Below are some comments for the authors to check.
Title page: Correspondence author uses the symbol *. Co-equal authors use the symbol +.
Page 1 Line 23: HF and T2DM, change to the full name when they first show.
Page 4, Figure 1: Authors must redraw the Figure 1. Because it is very important in this article for connecting the AMPK to downstream mechanism. OCT, add the full name in the figure legend. Change cellmembrane to cell membrane in the picture.
References section. The first word should be capitalized, and the other words should be lowercase, such Ref 3, 7, 9, 17, 22, 23, 34, 36, 37, 43, 48, 62, 66, 67, 69, 77, 82, 86, 87, 91, 92, 94, 96, 98, 102, 108, 109, 113, 126, 130, 134 to 138, 140, 145, 152, 155, 156, 163, 172, 173, 180, 186, 190, 193, 200, 204, 208, 210, 212, 221, 222 and 226. The authors need to revise the style of several references.
Author Response
The authors would like to thank the reviewer for his valuable comments which enabled us to improve the manuscript.
- Accordingly, we modified the text in the title page.
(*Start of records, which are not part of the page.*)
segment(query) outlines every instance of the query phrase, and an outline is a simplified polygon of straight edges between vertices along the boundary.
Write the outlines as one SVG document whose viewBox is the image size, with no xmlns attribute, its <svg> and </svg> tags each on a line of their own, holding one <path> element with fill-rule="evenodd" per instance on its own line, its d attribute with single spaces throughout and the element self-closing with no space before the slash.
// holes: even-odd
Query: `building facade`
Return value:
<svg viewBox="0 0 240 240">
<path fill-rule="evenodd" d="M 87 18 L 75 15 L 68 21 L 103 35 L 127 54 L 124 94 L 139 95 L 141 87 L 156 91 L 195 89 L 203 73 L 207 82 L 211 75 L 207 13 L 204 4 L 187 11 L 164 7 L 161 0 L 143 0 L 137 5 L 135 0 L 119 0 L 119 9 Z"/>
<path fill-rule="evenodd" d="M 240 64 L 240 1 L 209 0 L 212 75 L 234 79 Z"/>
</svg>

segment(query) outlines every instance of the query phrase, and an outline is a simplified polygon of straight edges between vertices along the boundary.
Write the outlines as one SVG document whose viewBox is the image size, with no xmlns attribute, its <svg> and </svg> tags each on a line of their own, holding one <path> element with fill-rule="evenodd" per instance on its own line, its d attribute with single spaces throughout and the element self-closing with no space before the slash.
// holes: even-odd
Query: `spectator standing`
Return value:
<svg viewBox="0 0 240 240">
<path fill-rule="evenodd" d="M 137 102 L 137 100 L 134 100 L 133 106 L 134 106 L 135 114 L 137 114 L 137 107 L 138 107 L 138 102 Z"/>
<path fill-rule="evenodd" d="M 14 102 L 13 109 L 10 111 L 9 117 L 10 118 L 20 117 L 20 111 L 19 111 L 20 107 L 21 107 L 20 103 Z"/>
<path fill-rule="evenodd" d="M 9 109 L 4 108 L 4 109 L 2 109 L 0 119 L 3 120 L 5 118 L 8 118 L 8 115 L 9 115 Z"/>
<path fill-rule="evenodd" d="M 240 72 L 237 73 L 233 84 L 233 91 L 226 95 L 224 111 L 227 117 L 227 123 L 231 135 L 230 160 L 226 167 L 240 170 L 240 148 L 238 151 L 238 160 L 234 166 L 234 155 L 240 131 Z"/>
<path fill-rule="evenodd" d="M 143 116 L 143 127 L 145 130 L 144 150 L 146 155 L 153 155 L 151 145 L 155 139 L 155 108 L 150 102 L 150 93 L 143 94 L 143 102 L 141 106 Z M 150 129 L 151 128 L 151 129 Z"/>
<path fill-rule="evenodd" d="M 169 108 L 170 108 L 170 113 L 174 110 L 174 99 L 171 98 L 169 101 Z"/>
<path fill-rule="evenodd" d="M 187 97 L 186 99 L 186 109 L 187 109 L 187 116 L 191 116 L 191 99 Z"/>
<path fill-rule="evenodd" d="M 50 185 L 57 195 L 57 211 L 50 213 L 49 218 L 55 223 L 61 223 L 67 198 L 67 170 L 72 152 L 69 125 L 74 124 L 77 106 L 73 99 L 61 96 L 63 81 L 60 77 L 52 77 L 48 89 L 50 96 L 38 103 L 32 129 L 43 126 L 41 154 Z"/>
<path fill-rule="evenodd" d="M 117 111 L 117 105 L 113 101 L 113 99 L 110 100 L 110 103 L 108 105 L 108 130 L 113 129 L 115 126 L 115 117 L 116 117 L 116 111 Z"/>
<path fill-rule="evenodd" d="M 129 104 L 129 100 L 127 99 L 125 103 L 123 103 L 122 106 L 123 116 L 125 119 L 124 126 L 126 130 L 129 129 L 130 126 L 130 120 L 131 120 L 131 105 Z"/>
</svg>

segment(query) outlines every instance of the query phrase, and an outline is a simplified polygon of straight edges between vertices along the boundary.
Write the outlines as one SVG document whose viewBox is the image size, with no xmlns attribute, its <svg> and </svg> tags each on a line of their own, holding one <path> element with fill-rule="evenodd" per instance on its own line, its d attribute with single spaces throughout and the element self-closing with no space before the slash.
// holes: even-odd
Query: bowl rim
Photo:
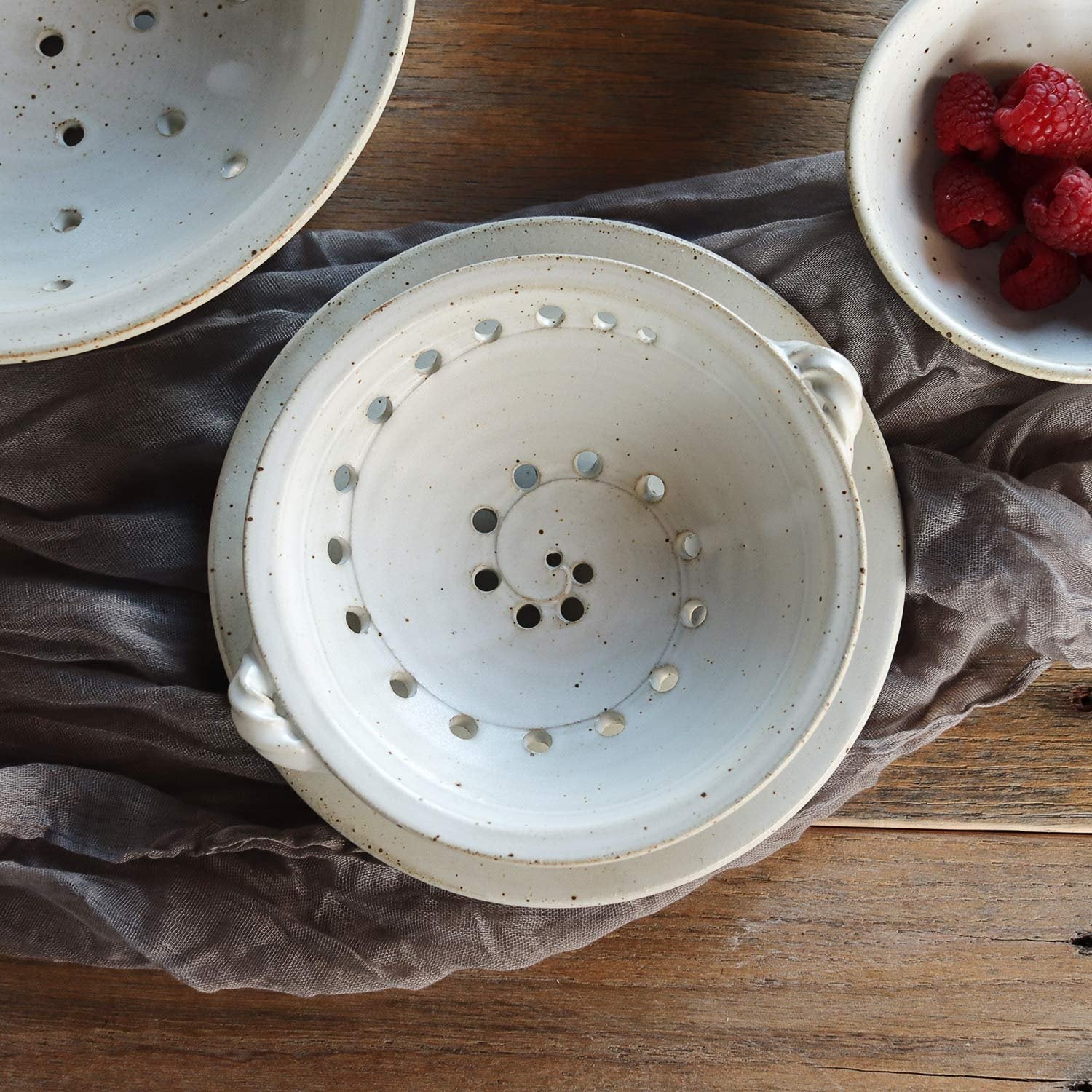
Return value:
<svg viewBox="0 0 1092 1092">
<path fill-rule="evenodd" d="M 268 233 L 266 241 L 254 250 L 253 253 L 248 254 L 246 261 L 237 269 L 217 277 L 212 284 L 194 294 L 186 296 L 173 306 L 161 307 L 152 314 L 136 317 L 118 324 L 109 325 L 104 323 L 106 329 L 102 333 L 79 335 L 75 337 L 62 335 L 61 341 L 51 345 L 39 342 L 35 347 L 19 349 L 10 348 L 0 341 L 0 366 L 8 364 L 29 364 L 36 360 L 51 360 L 59 357 L 72 356 L 94 348 L 114 345 L 130 337 L 135 337 L 138 334 L 146 333 L 150 330 L 154 330 L 164 323 L 171 322 L 189 313 L 194 308 L 226 292 L 232 285 L 237 284 L 248 273 L 251 273 L 288 242 L 327 202 L 345 175 L 348 174 L 353 164 L 359 158 L 365 145 L 371 139 L 371 134 L 375 132 L 376 126 L 379 123 L 379 119 L 382 117 L 391 93 L 394 90 L 410 39 L 416 0 L 382 0 L 382 2 L 391 12 L 391 48 L 389 50 L 391 56 L 382 67 L 380 78 L 375 87 L 375 97 L 370 102 L 370 108 L 363 111 L 361 115 L 352 108 L 352 102 L 342 102 L 342 96 L 337 94 L 342 81 L 345 79 L 345 73 L 356 71 L 365 52 L 370 48 L 367 36 L 357 33 L 354 34 L 349 48 L 345 54 L 342 74 L 334 86 L 334 93 L 328 99 L 318 122 L 307 134 L 307 139 L 313 140 L 320 133 L 325 133 L 329 136 L 332 132 L 332 126 L 339 123 L 345 124 L 346 121 L 348 122 L 348 124 L 345 124 L 346 130 L 355 132 L 355 136 L 352 143 L 345 145 L 343 152 L 333 161 L 332 168 L 328 173 L 323 185 L 316 190 L 313 195 L 298 212 Z M 369 12 L 361 5 L 358 17 L 367 19 L 368 16 Z M 252 212 L 257 204 L 258 202 L 251 202 L 248 212 Z M 167 280 L 177 280 L 177 277 L 171 276 Z"/>
<path fill-rule="evenodd" d="M 586 254 L 560 254 L 558 252 L 548 251 L 545 254 L 539 256 L 492 258 L 474 264 L 514 266 L 520 263 L 525 263 L 530 257 L 549 257 L 555 262 L 558 259 L 566 259 L 569 261 L 579 261 L 592 264 L 626 265 L 637 275 L 649 277 L 654 282 L 667 282 L 675 290 L 686 293 L 700 299 L 704 306 L 721 316 L 722 320 L 726 318 L 727 321 L 741 328 L 749 335 L 760 341 L 764 351 L 763 355 L 770 359 L 770 367 L 783 369 L 783 371 L 790 377 L 790 381 L 802 389 L 805 404 L 809 407 L 810 416 L 815 422 L 815 435 L 817 437 L 821 435 L 824 438 L 822 442 L 824 450 L 829 453 L 829 465 L 832 468 L 832 473 L 840 476 L 845 485 L 844 496 L 835 498 L 835 500 L 838 502 L 844 502 L 847 509 L 845 513 L 846 522 L 847 524 L 852 524 L 854 527 L 853 541 L 848 542 L 844 547 L 845 557 L 847 559 L 852 559 L 853 562 L 852 566 L 846 568 L 846 574 L 848 574 L 851 570 L 855 574 L 852 592 L 848 590 L 848 579 L 845 580 L 846 594 L 853 603 L 852 622 L 846 631 L 844 646 L 841 649 L 838 656 L 836 669 L 831 673 L 830 679 L 828 680 L 828 685 L 826 686 L 821 698 L 816 699 L 815 709 L 809 719 L 802 726 L 802 731 L 796 734 L 793 747 L 776 756 L 775 760 L 771 762 L 769 769 L 763 773 L 763 775 L 756 779 L 752 784 L 748 784 L 746 787 L 743 787 L 738 795 L 733 797 L 731 804 L 725 809 L 715 815 L 711 814 L 691 822 L 685 831 L 674 833 L 670 838 L 661 839 L 656 842 L 650 842 L 648 845 L 637 848 L 624 850 L 617 853 L 603 853 L 596 856 L 581 856 L 566 858 L 558 862 L 549 862 L 549 864 L 562 866 L 570 864 L 591 865 L 600 862 L 621 860 L 654 852 L 666 844 L 685 840 L 712 823 L 723 820 L 726 815 L 729 815 L 733 810 L 744 805 L 751 796 L 760 792 L 769 781 L 781 772 L 781 770 L 805 745 L 806 740 L 816 731 L 833 702 L 838 700 L 842 680 L 845 677 L 845 673 L 853 657 L 856 642 L 859 637 L 864 614 L 865 585 L 867 580 L 867 547 L 864 514 L 862 511 L 862 501 L 857 491 L 852 465 L 848 461 L 846 452 L 836 438 L 836 434 L 831 422 L 821 410 L 818 400 L 810 391 L 807 383 L 800 378 L 785 356 L 778 351 L 774 342 L 770 337 L 755 330 L 753 327 L 751 327 L 731 308 L 717 300 L 714 300 L 700 289 L 666 274 L 614 259 L 603 259 Z M 419 294 L 423 289 L 426 289 L 426 287 L 430 288 L 435 286 L 436 283 L 453 280 L 461 272 L 461 269 L 454 269 L 438 274 L 435 277 L 427 278 L 426 281 L 414 285 L 412 288 L 399 293 L 394 299 Z M 292 393 L 284 399 L 283 405 L 277 414 L 277 418 L 270 426 L 270 431 L 264 443 L 262 444 L 261 453 L 259 454 L 257 461 L 258 465 L 269 470 L 270 467 L 281 465 L 286 454 L 290 454 L 290 452 L 295 449 L 295 441 L 289 439 L 294 432 L 290 424 L 294 417 L 293 410 L 296 410 L 298 415 L 298 406 L 293 406 L 296 394 L 301 388 L 309 388 L 312 385 L 312 383 L 308 383 L 308 379 L 314 376 L 316 367 L 320 363 L 328 361 L 330 359 L 331 355 L 336 352 L 337 345 L 347 334 L 355 331 L 361 322 L 377 314 L 378 311 L 384 310 L 389 306 L 383 305 L 383 307 L 378 308 L 376 311 L 371 311 L 363 317 L 352 317 L 349 309 L 340 309 L 339 304 L 341 301 L 351 300 L 351 293 L 355 284 L 356 282 L 354 282 L 353 285 L 349 285 L 340 296 L 335 297 L 334 300 L 328 304 L 327 307 L 322 308 L 313 317 L 314 319 L 319 319 L 319 317 L 324 316 L 328 310 L 335 310 L 336 318 L 334 321 L 336 323 L 336 336 L 334 336 L 331 341 L 325 341 L 324 339 L 314 340 L 301 337 L 300 335 L 307 330 L 307 328 L 305 328 L 305 330 L 301 330 L 300 334 L 297 335 L 299 340 L 297 341 L 294 339 L 293 342 L 289 342 L 289 344 L 285 347 L 285 351 L 283 351 L 284 353 L 288 353 L 290 349 L 295 354 L 306 356 L 311 359 L 311 364 L 294 387 Z M 394 302 L 394 299 L 390 302 Z M 821 342 L 817 344 L 821 344 Z M 328 364 L 328 367 L 323 370 L 336 375 L 336 368 L 334 368 L 331 364 Z M 301 678 L 294 678 L 290 680 L 289 692 L 285 693 L 282 689 L 284 684 L 284 675 L 282 673 L 286 667 L 294 670 L 296 657 L 292 643 L 286 641 L 282 634 L 282 627 L 274 625 L 274 621 L 276 620 L 274 600 L 276 596 L 272 585 L 265 579 L 265 574 L 270 569 L 272 554 L 275 551 L 275 536 L 266 533 L 268 521 L 265 520 L 265 515 L 270 512 L 276 512 L 277 515 L 283 519 L 283 513 L 274 503 L 275 494 L 273 491 L 274 487 L 272 483 L 277 476 L 278 475 L 276 474 L 256 475 L 247 496 L 246 522 L 242 535 L 241 567 L 244 573 L 246 608 L 251 622 L 253 646 L 259 650 L 264 663 L 266 664 L 270 675 L 273 678 L 274 687 L 277 691 L 278 700 L 285 711 L 285 715 L 287 715 L 289 722 L 293 724 L 297 734 L 305 740 L 306 745 L 318 755 L 322 763 L 334 772 L 337 779 L 345 785 L 352 795 L 365 800 L 367 805 L 379 815 L 400 827 L 404 826 L 412 830 L 424 831 L 425 828 L 422 824 L 420 819 L 423 816 L 427 815 L 428 811 L 422 811 L 420 808 L 426 802 L 415 797 L 415 799 L 417 799 L 417 804 L 414 805 L 417 809 L 415 821 L 410 821 L 407 819 L 404 814 L 405 809 L 401 803 L 394 810 L 392 810 L 389 804 L 384 804 L 384 798 L 390 798 L 391 795 L 394 794 L 397 799 L 401 800 L 402 796 L 405 795 L 404 790 L 399 790 L 395 786 L 388 784 L 390 781 L 389 776 L 381 769 L 373 765 L 369 760 L 361 759 L 361 757 L 348 744 L 347 739 L 342 738 L 342 733 L 327 731 L 327 725 L 322 715 L 322 701 L 319 697 L 311 692 L 312 688 Z M 258 537 L 259 534 L 261 534 L 260 538 Z M 316 726 L 319 726 L 318 731 L 316 731 Z M 378 793 L 376 792 L 377 788 L 379 790 Z M 465 818 L 460 820 L 460 822 L 465 821 Z M 450 840 L 446 838 L 446 841 Z M 451 841 L 451 844 L 455 845 L 459 843 Z M 472 857 L 503 859 L 511 856 L 511 854 L 507 853 L 497 854 L 491 851 L 475 850 L 468 846 L 463 846 L 462 848 L 463 852 L 467 853 Z M 532 858 L 525 857 L 523 854 L 517 854 L 515 859 L 530 860 Z"/>
<path fill-rule="evenodd" d="M 899 293 L 911 310 L 938 333 L 959 345 L 960 348 L 966 349 L 989 364 L 996 364 L 1001 368 L 1032 376 L 1035 379 L 1064 383 L 1092 383 L 1092 365 L 1077 366 L 1064 361 L 1046 361 L 1041 356 L 1023 353 L 1012 346 L 992 341 L 975 333 L 965 323 L 951 318 L 910 280 L 905 271 L 900 268 L 899 262 L 894 260 L 893 251 L 885 242 L 879 214 L 875 212 L 865 197 L 863 182 L 865 168 L 859 165 L 860 161 L 854 149 L 860 146 L 858 138 L 860 130 L 865 127 L 863 120 L 865 103 L 874 93 L 882 91 L 881 72 L 885 57 L 895 47 L 895 43 L 903 33 L 903 27 L 911 25 L 918 16 L 919 11 L 925 8 L 936 9 L 938 12 L 942 10 L 940 0 L 906 0 L 892 16 L 876 39 L 860 68 L 850 103 L 850 117 L 845 130 L 845 174 L 850 190 L 850 203 L 860 234 L 864 236 L 865 246 L 868 247 L 888 283 Z"/>
<path fill-rule="evenodd" d="M 591 251 L 686 280 L 726 302 L 755 329 L 778 340 L 827 342 L 782 296 L 726 258 L 692 241 L 650 227 L 586 216 L 525 216 L 449 230 L 388 259 L 352 286 L 352 298 L 371 308 L 455 265 L 498 256 L 551 250 Z M 685 275 L 684 275 L 685 274 Z M 345 289 L 346 293 L 349 289 Z M 348 300 L 346 296 L 346 301 Z M 317 323 L 309 340 L 329 344 L 332 322 Z M 221 658 L 228 676 L 239 666 L 250 640 L 242 602 L 238 535 L 268 425 L 265 408 L 280 403 L 300 378 L 299 356 L 282 355 L 258 384 L 227 450 L 216 487 L 209 542 L 210 605 Z M 295 792 L 346 840 L 391 867 L 444 891 L 507 905 L 596 906 L 653 897 L 697 882 L 748 852 L 796 815 L 844 759 L 870 710 L 894 652 L 905 592 L 902 506 L 875 414 L 865 422 L 854 449 L 854 477 L 864 501 L 868 556 L 874 578 L 865 592 L 865 615 L 846 679 L 819 729 L 796 758 L 731 821 L 633 862 L 569 868 L 509 867 L 471 858 L 439 842 L 393 826 L 352 797 L 327 769 L 281 769 Z M 776 793 L 773 788 L 776 787 Z"/>
</svg>

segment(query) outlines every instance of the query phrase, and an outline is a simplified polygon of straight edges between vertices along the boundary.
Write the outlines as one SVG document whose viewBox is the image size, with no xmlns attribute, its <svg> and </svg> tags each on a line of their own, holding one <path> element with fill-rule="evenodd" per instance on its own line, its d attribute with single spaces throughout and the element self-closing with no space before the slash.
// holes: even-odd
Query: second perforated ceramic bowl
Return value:
<svg viewBox="0 0 1092 1092">
<path fill-rule="evenodd" d="M 1092 86 L 1092 5 L 1075 0 L 911 0 L 880 35 L 850 115 L 846 167 L 857 222 L 885 276 L 946 337 L 1040 379 L 1092 382 L 1092 285 L 1042 311 L 998 289 L 998 246 L 964 250 L 937 230 L 933 176 L 942 162 L 933 109 L 948 76 L 990 83 L 1036 61 Z"/>
<path fill-rule="evenodd" d="M 379 119 L 412 10 L 4 4 L 0 363 L 149 330 L 290 238 Z"/>
<path fill-rule="evenodd" d="M 860 414 L 836 353 L 637 266 L 406 290 L 323 353 L 258 461 L 239 731 L 472 855 L 687 838 L 834 699 Z"/>
</svg>

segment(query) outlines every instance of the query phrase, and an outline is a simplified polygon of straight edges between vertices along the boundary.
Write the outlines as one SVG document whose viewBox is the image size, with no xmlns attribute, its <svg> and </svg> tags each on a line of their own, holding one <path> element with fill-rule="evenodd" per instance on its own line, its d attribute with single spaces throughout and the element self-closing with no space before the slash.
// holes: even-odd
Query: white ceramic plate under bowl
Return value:
<svg viewBox="0 0 1092 1092">
<path fill-rule="evenodd" d="M 48 0 L 0 11 L 0 363 L 185 313 L 359 155 L 413 0 Z"/>
<path fill-rule="evenodd" d="M 996 84 L 1037 61 L 1092 87 L 1092 5 L 911 0 L 860 72 L 850 114 L 850 195 L 885 276 L 931 327 L 1002 368 L 1087 383 L 1092 283 L 1054 307 L 1018 311 L 998 288 L 1004 245 L 964 250 L 940 234 L 933 214 L 933 176 L 943 162 L 933 109 L 945 81 L 976 71 Z"/>
<path fill-rule="evenodd" d="M 407 289 L 262 450 L 265 678 L 237 676 L 237 727 L 477 854 L 685 838 L 781 769 L 848 663 L 859 405 L 831 349 L 779 352 L 638 266 L 496 259 Z"/>
<path fill-rule="evenodd" d="M 391 289 L 456 266 L 463 259 L 482 260 L 527 248 L 597 249 L 612 257 L 660 265 L 667 272 L 685 270 L 692 280 L 716 289 L 722 298 L 732 297 L 740 310 L 748 311 L 748 317 L 761 319 L 774 336 L 816 337 L 814 330 L 782 300 L 715 256 L 656 233 L 602 222 L 551 219 L 489 225 L 427 244 L 372 271 L 340 297 L 343 306 L 321 312 L 289 345 L 256 392 L 236 432 L 217 494 L 210 573 L 218 636 L 229 669 L 242 661 L 251 639 L 241 594 L 239 508 L 254 475 L 258 450 L 268 435 L 268 425 L 261 424 L 266 408 L 284 401 L 308 370 L 305 357 L 322 356 L 359 317 L 389 298 Z M 348 310 L 345 305 L 351 305 Z M 352 317 L 343 318 L 346 314 Z M 324 768 L 288 770 L 286 776 L 320 814 L 376 855 L 439 886 L 478 898 L 542 905 L 602 903 L 663 890 L 712 870 L 784 821 L 824 780 L 859 731 L 890 661 L 902 605 L 901 529 L 890 464 L 874 423 L 869 422 L 860 434 L 855 470 L 865 519 L 875 532 L 876 544 L 870 544 L 870 551 L 880 581 L 868 593 L 864 628 L 846 682 L 815 732 L 728 818 L 650 853 L 594 864 L 547 865 L 468 853 L 400 827 L 348 792 Z M 593 586 L 594 582 L 589 585 Z M 700 632 L 700 628 L 692 631 Z M 630 732 L 627 725 L 621 735 L 601 741 L 618 743 Z M 532 757 L 529 752 L 525 760 L 542 763 L 554 757 L 549 752 Z"/>
</svg>

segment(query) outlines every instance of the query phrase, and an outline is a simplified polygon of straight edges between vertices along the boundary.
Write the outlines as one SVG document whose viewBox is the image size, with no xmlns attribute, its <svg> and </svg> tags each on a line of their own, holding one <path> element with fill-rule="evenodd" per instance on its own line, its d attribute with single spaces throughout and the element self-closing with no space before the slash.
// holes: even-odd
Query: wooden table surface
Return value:
<svg viewBox="0 0 1092 1092">
<path fill-rule="evenodd" d="M 838 149 L 898 0 L 418 0 L 313 221 L 474 219 Z M 1092 1092 L 1092 672 L 592 948 L 418 994 L 0 962 L 0 1089 Z M 900 829 L 902 828 L 902 829 Z"/>
</svg>

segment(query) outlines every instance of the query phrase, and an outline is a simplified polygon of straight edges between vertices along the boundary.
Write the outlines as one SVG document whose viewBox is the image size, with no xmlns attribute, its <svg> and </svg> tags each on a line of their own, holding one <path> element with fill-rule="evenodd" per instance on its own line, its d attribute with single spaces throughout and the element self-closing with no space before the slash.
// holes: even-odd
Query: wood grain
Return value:
<svg viewBox="0 0 1092 1092">
<path fill-rule="evenodd" d="M 901 0 L 418 0 L 387 112 L 313 227 L 485 219 L 842 146 Z"/>
<path fill-rule="evenodd" d="M 389 110 L 312 226 L 838 149 L 900 2 L 418 0 Z M 525 971 L 299 1000 L 0 961 L 0 1089 L 1092 1092 L 1092 948 L 1072 942 L 1092 843 L 1058 833 L 1092 830 L 1078 682 L 1057 668 L 895 763 L 832 820 L 852 827 Z"/>
<path fill-rule="evenodd" d="M 0 1087 L 986 1092 L 1092 1079 L 1078 835 L 814 830 L 653 918 L 417 994 L 0 964 Z"/>
<path fill-rule="evenodd" d="M 973 713 L 828 823 L 1092 833 L 1092 670 L 1058 665 L 1019 699 Z"/>
</svg>

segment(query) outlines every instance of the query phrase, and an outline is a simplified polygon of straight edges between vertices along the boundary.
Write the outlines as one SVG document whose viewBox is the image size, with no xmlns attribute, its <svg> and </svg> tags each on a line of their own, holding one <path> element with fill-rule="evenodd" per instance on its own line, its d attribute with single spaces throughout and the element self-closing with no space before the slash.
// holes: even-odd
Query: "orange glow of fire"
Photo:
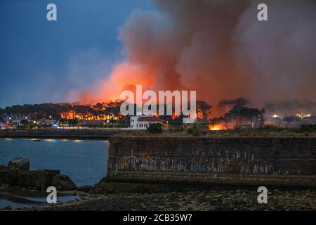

- The full name of HF and T2DM is reported in the Summary and when first showed.
- The figure 1 was enriched with the addition of principal AMPK downstream pathways involved in HF physiopathology. “cellmembrane” was changed to “cell membrane”, and the full name of OCT added in the legend figure.
- As requested, the reference section has been modified.
Round 2
Reviewer 1 Report
After the revision, this review reached to the satisfactory level.